FREDERICTON - New Brunswick's Progressive Conservatives released their platform Friday that promises no new taxes and lean spending, but as they did they found themselves the target of a court action from the Liberals over the very commitments contained in the document.
The Liberals filed an application late Thursday with the Court of Queen's Bench in Fredericton in an effort to determine whether the governing Tories are following a law they had introduced only months ago that requires parties to give audited cost estimates of their election promises.
"The applicant says that to date, all post-writ cost estimates published and filed with the supervisor by the PC Party are absent a statement from an accountant," the court document says.

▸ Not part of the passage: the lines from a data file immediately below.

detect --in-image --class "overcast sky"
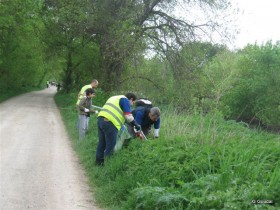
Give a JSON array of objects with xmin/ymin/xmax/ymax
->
[{"xmin": 232, "ymin": 0, "xmax": 280, "ymax": 49}]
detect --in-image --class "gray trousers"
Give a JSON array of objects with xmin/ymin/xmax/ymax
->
[{"xmin": 78, "ymin": 115, "xmax": 90, "ymax": 140}]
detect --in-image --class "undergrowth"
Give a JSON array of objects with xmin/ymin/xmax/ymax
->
[{"xmin": 55, "ymin": 91, "xmax": 280, "ymax": 210}]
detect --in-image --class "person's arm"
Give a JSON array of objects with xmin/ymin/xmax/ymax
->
[
  {"xmin": 119, "ymin": 98, "xmax": 133, "ymax": 121},
  {"xmin": 135, "ymin": 110, "xmax": 143, "ymax": 125},
  {"xmin": 119, "ymin": 98, "xmax": 140, "ymax": 130},
  {"xmin": 154, "ymin": 117, "xmax": 160, "ymax": 138},
  {"xmin": 89, "ymin": 100, "xmax": 98, "ymax": 113}
]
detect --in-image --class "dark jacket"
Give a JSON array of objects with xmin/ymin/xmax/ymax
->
[
  {"xmin": 78, "ymin": 96, "xmax": 92, "ymax": 116},
  {"xmin": 132, "ymin": 107, "xmax": 159, "ymax": 129}
]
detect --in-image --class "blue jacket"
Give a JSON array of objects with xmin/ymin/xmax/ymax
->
[{"xmin": 132, "ymin": 107, "xmax": 160, "ymax": 129}]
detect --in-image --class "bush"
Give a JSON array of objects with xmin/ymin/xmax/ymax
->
[{"xmin": 55, "ymin": 91, "xmax": 280, "ymax": 209}]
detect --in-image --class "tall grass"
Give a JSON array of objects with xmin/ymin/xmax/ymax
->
[{"xmin": 55, "ymin": 91, "xmax": 280, "ymax": 210}]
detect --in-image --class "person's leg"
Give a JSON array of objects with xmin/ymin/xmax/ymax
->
[
  {"xmin": 104, "ymin": 121, "xmax": 118, "ymax": 157},
  {"xmin": 96, "ymin": 117, "xmax": 106, "ymax": 165},
  {"xmin": 85, "ymin": 116, "xmax": 90, "ymax": 133},
  {"xmin": 78, "ymin": 115, "xmax": 87, "ymax": 140}
]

Finance Minister Blaine Higgs said there was only one promise about education that was not accompanied by an accountant's signature, but it was added the next day.
"It's timed for a reason," Higgs said of the Liberal court action. "It's timed to discredit a platform that is truly representative of the situation our province is in."
Ellen Creighton, the Liberal party's executive director, said there was no concerted effort to file the application just before the Tories released their platform.
The application also asks the court to rule on whether the Progressive Conservatives are following the legislation as it applies to announcements made in the weeks prior to the start of the election.
Specifically, the Liberals want the court's interpretation on the term "election commitment."
Creighton accuses the Tories of making spending announcements totalling $433 million before the campaign began but not considering them election commitments, thereby attempting to skirt the legislation.
"The reason why we filed this application was to determine whether 'election commitment' includes this huge series of spending announcements that the PC party made over the summer," she said.
Both Higgs and Premier David Alward said any announcements the government made before the campaign began on Aug. 21 were included in the spring budget, and therefore cannot be considered election commitments.
No date has been set to hear the matter.
The Tory platform commits to $117 million worth of new spending over the next four years, about half of which is devoted to the second phase of the province's drug plan, which will provide mandatory drug coverage for people without a private plan.
"It's a modest platform, one that New Brunswickers can afford," Alward said.
Much of the platform banks on an anticipated $10 billion in private investment flowing from natural resources such as shale gas and the Energy East Pipeline.
"That will really be the key to growing New Brunswick's opportunities as we go forward," Alward said.
The party is also promising a review of all Crown corporations to ensure they're profitable, legislation to reduce red tape for small businesses and efforts to improve disaster preparedness.
Liberal Leader Brian Gallant, whose party is the only one that hasn't yet released a platform for the Sept. 22 election, said Friday he would introduce a fund to clear roadside brush and fill potholes.
The New Democrats released an education plan that says teachers would be granted the freedom to create individual learning plans for every student.